Beside me, Nadine Theallier, our young French guide, is issuing last-minute instructions when she is halted in mid-sentence by yelps from the boat's bridge. "Go, go, go!"

Theallier shoves her snorkel into her mouth and drops into the swirl. Other snorkellers in our group jump in after her. I hesitate for a moment, wondering just how deep the Indian Ocean is here, about 1km outside Ningaloo Reef, before extending my right leg and striding into the seething swell.

For the next 10 seconds, with whitewater sluicing and slurping around me, and my vision a mass of rushing bubbles, it feels as if I am dropping into a very large drain.

When the confusion clears, I see nothing but clear blue water. Finally, about 5m ahead, there is a glint as Theallier's yellow fins are caught in a shimmer of refracted sunlight. I lift my mask to see her arm extended above the waves, indicating the advancing presence of a creature that first appeared in our oceans at least 65 million years ago.

Submerging my head again, I hang beneath the surface, sucking air and seawater in equal measures through my snorkel. I want everything to slow down but instead, to my right, about 20m ahead, a big grey blur suddenly looms, moving fast. Magellan's skipper, Bill McDonald, has executed the perfect drop-off. Our group of eight snorkellers lies directly in its path.

In seconds, the shadow has become a broad, flat head, underlined by a wide, quizzical-looking mouth. Two cobies -- half-metre fish dwarfed by their bulky minder -- swim just ahead of it, like outriders before a royal cortege.

My first whale shark is a young male, like 80 per cent of those that appear here, between March and July each year, within the 300km-long Ningaloo Marine Park, near Exmouth. It is, for a creature billed as the ocean's biggest fish, quite small, at about 4m. The largest whale shark recorded was more than four times that length and at Ningaloo they can reach 12m and weigh 11 tonnes. But when a whale shark is speeding straight for you, 4m seems big enough. As other snorkellers deftly fin aside, I backpedal furiously to get out of its way.

It might have 300 rows of tiny teeth but swallowing me would cause this filter-feeding shark severe indigestion.

Its favourite food is plankton, including krill and crab larvae, and its proliferation in these waters, following Ningaloo Reef's March coral spawning, helps explain the annual arrival of 300 to 500 whale sharks.

What scares me is the shame of breaking the whale shark code of conduct. Laid down by the WA Department of Environment and Conservation, it stipulates that swimmers should remain 3m from the shark's body and 4m from its tail. Getting closer is potentially hazardous and can stress the shark, causing it to dive deep.

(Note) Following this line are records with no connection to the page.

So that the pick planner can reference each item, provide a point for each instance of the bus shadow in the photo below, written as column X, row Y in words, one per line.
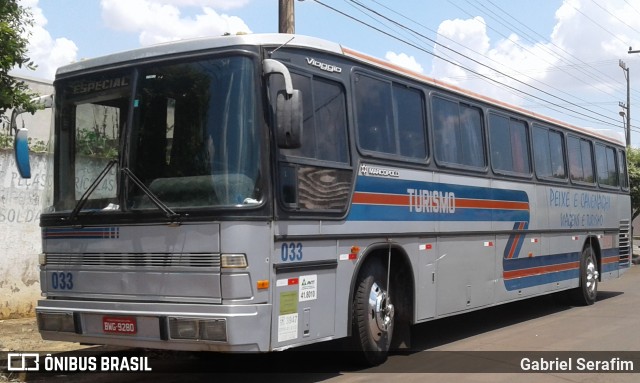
column 327, row 360
column 443, row 331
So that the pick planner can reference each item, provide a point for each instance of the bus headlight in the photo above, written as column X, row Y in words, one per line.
column 183, row 328
column 59, row 322
column 234, row 261
column 198, row 329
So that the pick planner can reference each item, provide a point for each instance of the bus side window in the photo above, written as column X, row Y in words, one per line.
column 549, row 153
column 458, row 134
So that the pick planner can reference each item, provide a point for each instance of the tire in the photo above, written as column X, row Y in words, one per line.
column 587, row 292
column 373, row 315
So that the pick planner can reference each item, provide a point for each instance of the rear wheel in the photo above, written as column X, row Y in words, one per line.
column 373, row 315
column 587, row 292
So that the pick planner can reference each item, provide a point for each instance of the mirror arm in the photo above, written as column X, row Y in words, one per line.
column 273, row 66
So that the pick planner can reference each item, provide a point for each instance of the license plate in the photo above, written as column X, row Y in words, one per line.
column 119, row 325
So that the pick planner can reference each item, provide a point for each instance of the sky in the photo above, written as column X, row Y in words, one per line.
column 556, row 58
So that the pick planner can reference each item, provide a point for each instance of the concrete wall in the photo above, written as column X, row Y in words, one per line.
column 20, row 206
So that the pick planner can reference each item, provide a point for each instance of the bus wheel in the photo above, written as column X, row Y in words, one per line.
column 586, row 293
column 373, row 315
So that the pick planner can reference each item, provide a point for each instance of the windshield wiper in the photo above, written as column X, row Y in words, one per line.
column 85, row 196
column 174, row 218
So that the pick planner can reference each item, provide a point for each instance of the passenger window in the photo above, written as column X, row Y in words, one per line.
column 509, row 145
column 324, row 118
column 315, row 177
column 549, row 153
column 622, row 163
column 606, row 166
column 390, row 118
column 580, row 160
column 458, row 137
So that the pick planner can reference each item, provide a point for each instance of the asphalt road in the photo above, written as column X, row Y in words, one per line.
column 488, row 344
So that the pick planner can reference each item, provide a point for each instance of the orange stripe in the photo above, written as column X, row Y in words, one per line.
column 540, row 270
column 462, row 203
column 381, row 199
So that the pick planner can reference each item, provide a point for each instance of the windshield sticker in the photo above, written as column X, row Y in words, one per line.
column 84, row 87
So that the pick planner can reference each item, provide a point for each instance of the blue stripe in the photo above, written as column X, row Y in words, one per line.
column 515, row 264
column 402, row 213
column 535, row 280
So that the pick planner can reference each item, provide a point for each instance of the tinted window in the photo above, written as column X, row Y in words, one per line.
column 325, row 120
column 622, row 163
column 509, row 145
column 606, row 165
column 458, row 133
column 549, row 154
column 390, row 118
column 580, row 160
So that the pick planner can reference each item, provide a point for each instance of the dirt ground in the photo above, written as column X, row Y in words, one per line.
column 22, row 335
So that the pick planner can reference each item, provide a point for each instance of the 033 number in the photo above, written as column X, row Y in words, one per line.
column 291, row 251
column 61, row 281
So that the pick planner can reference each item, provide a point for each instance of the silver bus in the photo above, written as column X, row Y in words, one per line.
column 262, row 192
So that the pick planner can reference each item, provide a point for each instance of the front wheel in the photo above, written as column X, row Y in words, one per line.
column 587, row 292
column 373, row 315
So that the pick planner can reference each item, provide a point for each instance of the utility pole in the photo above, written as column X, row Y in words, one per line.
column 627, row 106
column 286, row 21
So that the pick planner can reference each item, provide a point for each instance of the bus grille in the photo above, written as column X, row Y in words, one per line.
column 135, row 260
column 624, row 242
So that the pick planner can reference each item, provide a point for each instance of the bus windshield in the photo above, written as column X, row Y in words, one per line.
column 193, row 139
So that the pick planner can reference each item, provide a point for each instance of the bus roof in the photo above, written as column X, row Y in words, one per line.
column 300, row 41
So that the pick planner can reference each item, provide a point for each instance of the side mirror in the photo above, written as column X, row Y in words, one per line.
column 289, row 119
column 289, row 111
column 21, row 141
column 21, row 152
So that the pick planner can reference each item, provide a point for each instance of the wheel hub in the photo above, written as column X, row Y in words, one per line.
column 381, row 311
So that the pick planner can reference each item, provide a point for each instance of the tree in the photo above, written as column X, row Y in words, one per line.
column 15, row 21
column 633, row 162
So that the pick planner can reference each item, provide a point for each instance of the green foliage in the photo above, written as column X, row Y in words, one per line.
column 633, row 162
column 15, row 21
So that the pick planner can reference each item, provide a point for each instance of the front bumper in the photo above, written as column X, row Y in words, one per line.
column 158, row 325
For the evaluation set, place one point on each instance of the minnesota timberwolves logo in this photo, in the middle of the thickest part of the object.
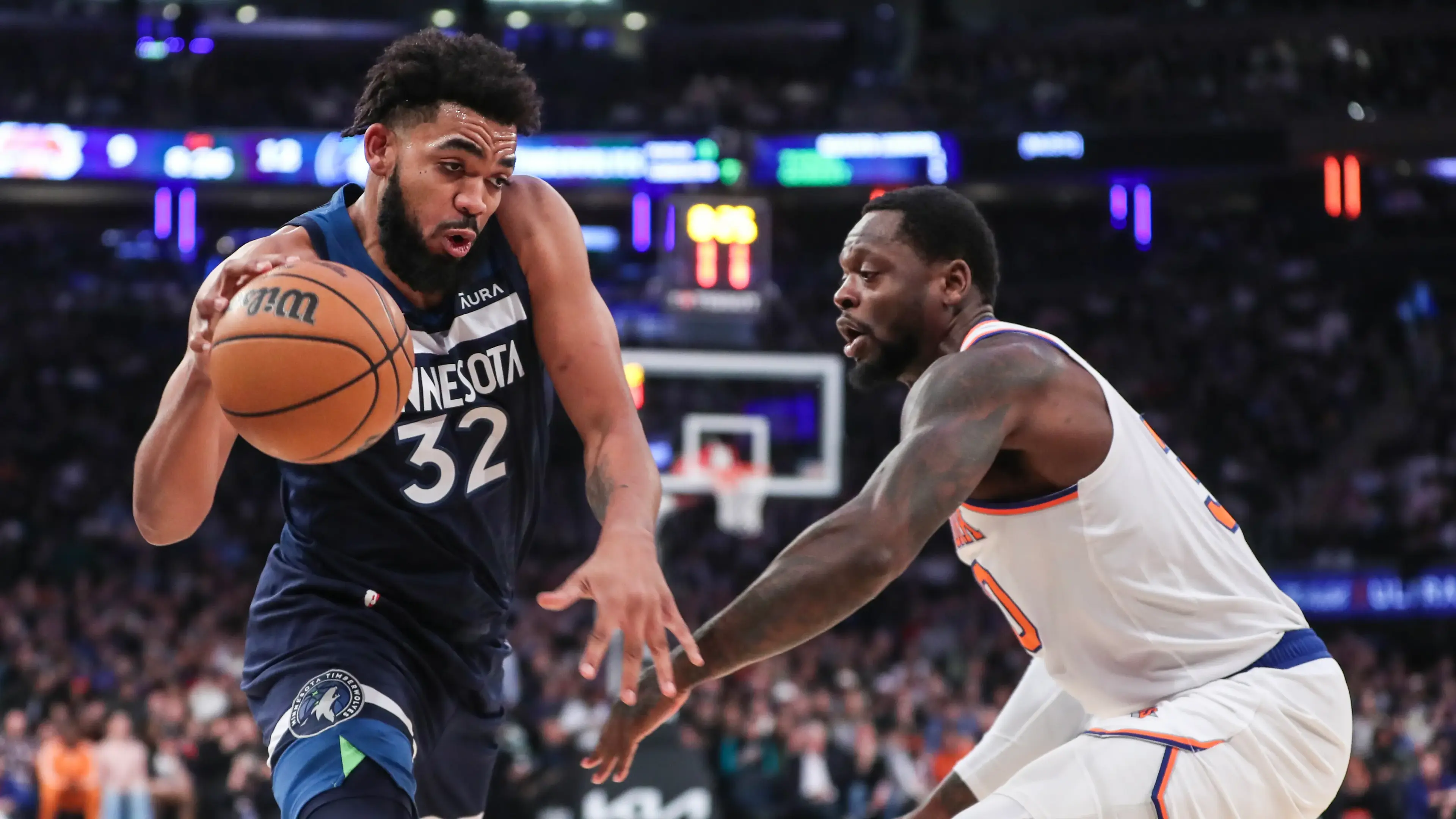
(324, 703)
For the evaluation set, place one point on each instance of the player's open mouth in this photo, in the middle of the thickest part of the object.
(857, 339)
(459, 242)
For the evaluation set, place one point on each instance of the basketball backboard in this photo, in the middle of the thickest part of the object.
(783, 413)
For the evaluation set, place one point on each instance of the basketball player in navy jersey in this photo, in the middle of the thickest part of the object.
(378, 633)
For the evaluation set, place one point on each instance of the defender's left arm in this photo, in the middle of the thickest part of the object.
(579, 343)
(957, 419)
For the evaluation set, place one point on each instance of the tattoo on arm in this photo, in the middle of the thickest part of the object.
(601, 487)
(956, 422)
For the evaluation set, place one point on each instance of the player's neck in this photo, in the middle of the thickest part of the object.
(364, 213)
(950, 343)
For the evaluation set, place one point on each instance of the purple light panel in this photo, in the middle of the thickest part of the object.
(641, 222)
(187, 222)
(162, 213)
(1117, 206)
(1144, 216)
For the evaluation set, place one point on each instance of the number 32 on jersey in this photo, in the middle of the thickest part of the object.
(430, 454)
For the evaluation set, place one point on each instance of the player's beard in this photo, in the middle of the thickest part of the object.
(886, 366)
(405, 250)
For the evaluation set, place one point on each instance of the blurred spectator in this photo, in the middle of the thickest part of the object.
(1432, 792)
(66, 774)
(18, 761)
(121, 770)
(814, 774)
(173, 786)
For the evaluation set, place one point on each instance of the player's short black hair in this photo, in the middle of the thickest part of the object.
(943, 225)
(421, 71)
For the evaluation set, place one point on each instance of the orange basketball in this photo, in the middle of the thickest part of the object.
(312, 362)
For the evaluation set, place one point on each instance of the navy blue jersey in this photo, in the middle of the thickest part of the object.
(430, 524)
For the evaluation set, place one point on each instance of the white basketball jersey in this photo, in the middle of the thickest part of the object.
(1132, 585)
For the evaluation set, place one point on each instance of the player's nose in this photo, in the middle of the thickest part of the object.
(471, 200)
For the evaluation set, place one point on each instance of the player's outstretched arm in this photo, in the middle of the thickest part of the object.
(956, 420)
(184, 452)
(579, 343)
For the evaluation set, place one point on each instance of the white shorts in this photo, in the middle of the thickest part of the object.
(1266, 744)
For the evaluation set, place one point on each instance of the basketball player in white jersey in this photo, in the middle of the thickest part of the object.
(1170, 677)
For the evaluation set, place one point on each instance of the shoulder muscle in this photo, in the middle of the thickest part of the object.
(1007, 373)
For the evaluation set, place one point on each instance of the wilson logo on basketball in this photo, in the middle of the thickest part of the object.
(298, 305)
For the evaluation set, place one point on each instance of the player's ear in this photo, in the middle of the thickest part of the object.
(957, 282)
(381, 149)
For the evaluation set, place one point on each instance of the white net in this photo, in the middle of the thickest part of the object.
(740, 494)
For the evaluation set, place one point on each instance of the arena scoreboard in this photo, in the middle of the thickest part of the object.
(717, 260)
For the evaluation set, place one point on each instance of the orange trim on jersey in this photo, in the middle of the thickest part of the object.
(1158, 438)
(995, 327)
(1023, 506)
(1165, 774)
(965, 532)
(1222, 515)
(1171, 741)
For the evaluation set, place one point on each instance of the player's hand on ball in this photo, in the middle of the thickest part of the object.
(627, 582)
(625, 729)
(219, 290)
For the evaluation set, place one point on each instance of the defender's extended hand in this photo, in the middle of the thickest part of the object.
(627, 582)
(625, 729)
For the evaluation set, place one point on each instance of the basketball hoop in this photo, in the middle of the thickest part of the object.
(740, 490)
(737, 487)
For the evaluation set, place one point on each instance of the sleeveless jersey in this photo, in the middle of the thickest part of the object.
(1135, 584)
(431, 522)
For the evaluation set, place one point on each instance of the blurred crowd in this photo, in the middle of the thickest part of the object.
(1314, 399)
(867, 66)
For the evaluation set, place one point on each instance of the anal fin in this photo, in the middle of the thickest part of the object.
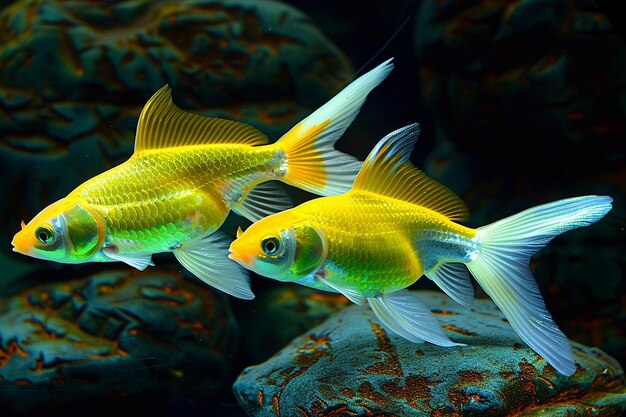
(208, 260)
(351, 294)
(140, 262)
(264, 199)
(406, 315)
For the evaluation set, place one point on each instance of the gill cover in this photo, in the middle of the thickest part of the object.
(85, 232)
(311, 249)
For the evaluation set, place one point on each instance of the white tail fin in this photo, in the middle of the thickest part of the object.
(313, 163)
(501, 269)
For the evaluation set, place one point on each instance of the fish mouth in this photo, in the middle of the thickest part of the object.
(17, 247)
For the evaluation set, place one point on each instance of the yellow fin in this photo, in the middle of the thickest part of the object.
(388, 171)
(163, 125)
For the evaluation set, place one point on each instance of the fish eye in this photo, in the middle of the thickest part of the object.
(44, 234)
(271, 245)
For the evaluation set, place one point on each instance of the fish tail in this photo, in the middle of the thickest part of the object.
(312, 162)
(502, 269)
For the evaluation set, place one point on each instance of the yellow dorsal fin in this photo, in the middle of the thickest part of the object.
(388, 171)
(163, 125)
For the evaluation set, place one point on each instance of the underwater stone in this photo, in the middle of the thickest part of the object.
(62, 63)
(116, 333)
(352, 365)
(283, 313)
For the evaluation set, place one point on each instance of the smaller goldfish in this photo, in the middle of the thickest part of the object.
(396, 224)
(186, 174)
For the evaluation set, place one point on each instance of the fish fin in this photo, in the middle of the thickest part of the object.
(264, 199)
(501, 269)
(163, 125)
(313, 163)
(351, 294)
(140, 262)
(207, 259)
(406, 315)
(388, 171)
(454, 280)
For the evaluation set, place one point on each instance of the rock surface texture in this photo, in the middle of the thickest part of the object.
(351, 365)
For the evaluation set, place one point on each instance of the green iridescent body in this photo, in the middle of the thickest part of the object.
(160, 199)
(377, 244)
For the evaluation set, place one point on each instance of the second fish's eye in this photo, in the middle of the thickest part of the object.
(44, 234)
(270, 245)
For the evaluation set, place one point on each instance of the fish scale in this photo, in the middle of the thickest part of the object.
(397, 224)
(372, 240)
(187, 172)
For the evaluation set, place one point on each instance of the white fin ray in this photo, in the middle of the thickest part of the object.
(501, 269)
(454, 280)
(405, 314)
(264, 199)
(140, 262)
(388, 171)
(208, 260)
(313, 163)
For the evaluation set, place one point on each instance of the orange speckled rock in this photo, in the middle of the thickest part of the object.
(351, 365)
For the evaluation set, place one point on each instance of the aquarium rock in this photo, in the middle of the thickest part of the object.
(113, 334)
(74, 77)
(351, 365)
(282, 313)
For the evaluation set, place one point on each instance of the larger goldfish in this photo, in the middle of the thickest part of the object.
(186, 174)
(395, 225)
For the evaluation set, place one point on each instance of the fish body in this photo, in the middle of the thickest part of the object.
(378, 244)
(186, 174)
(394, 226)
(161, 199)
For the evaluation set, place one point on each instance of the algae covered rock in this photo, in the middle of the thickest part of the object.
(351, 365)
(74, 77)
(113, 334)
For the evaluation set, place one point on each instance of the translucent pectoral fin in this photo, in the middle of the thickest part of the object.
(351, 294)
(454, 280)
(208, 260)
(139, 262)
(405, 314)
(263, 200)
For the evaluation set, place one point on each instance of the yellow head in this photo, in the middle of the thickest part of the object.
(65, 232)
(280, 246)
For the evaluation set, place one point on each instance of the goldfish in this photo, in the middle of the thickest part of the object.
(395, 225)
(186, 173)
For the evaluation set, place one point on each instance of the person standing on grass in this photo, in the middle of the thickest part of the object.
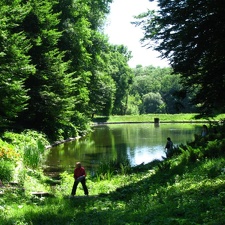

It's only after I am out of the exclusion zone that I take in the shark's elaborate markings. Behind its head, sprinkled with what looks like stardust, are row upon row of larger off-white spots, gleaming in the sun, travelling across and along its body.

As it passes me I note a dark, disproportionately tiny gimlet-eye on its nearside followed by large gills, flapping like curtains in the wind as seawater washes through them. Pectoral fins extend horizontally like half-sized wings, a sturdy dorsal fin crowns its back and three bony ridges run down its sides, culminating in a 2m-tall tail.

At under a minute, my initial whale shark encounter lasts a tad longer than my first kiss and is easily as memorable. With one swat of its powerful caudal fin, the shark, like the recipient of my first kiss, disappears just as swiftly as it emerged.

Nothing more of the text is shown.